A typical Transformer layer consists of a sequence of operations: LayerNorm, MatMul, Bias, Gelu, MatMul, Residual Add. In a naive implementation, each operation reads data from HBM (High Bandwidth Memory), computes, and writes it back.
This "round-trip" to memory is expensive. It consumes energy and stalls the compute cores.
Automated Kernel Fusion
Kernel fusion is the technique of combining multiple operations into a single kernel launch. Instead of writing intermediate results to HBM, we keep them in the fast SRAM (L1/L2 cache) or registers.
General Diffusion's Graph Partitioner is designed to automate this process at a cluster scale.
How It Works
- Subgraph Identification: The system scans the compute graph for "fusable" patterns (e.g., Pointwise operations following a MatMul).
- Cost Modeling: It estimates the register pressure and shared memory usage of the fused kernel. If the fusion would cause register spilling (which hurts performance), the system optimizes for the next best configuration.

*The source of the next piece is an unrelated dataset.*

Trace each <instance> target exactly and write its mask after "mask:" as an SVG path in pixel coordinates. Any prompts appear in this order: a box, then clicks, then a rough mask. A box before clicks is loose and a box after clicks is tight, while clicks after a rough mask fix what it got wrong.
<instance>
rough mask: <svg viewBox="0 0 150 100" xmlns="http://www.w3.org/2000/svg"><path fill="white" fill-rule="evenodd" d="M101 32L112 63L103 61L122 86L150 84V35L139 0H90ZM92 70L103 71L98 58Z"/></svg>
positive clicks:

- Code Generation: It generates a custom CUDA or Triton kernel that executes the fused sequence.
The Impact
By keeping data in SRAM and minimizing global memory accesses, automated kernel fusion addresses the primary bottleneck in large model inference. This approach is essential for scaling models beyond the limits of current memory bandwidth.
This is just one example of how software optimization can unlock "free" performance from existing hardware.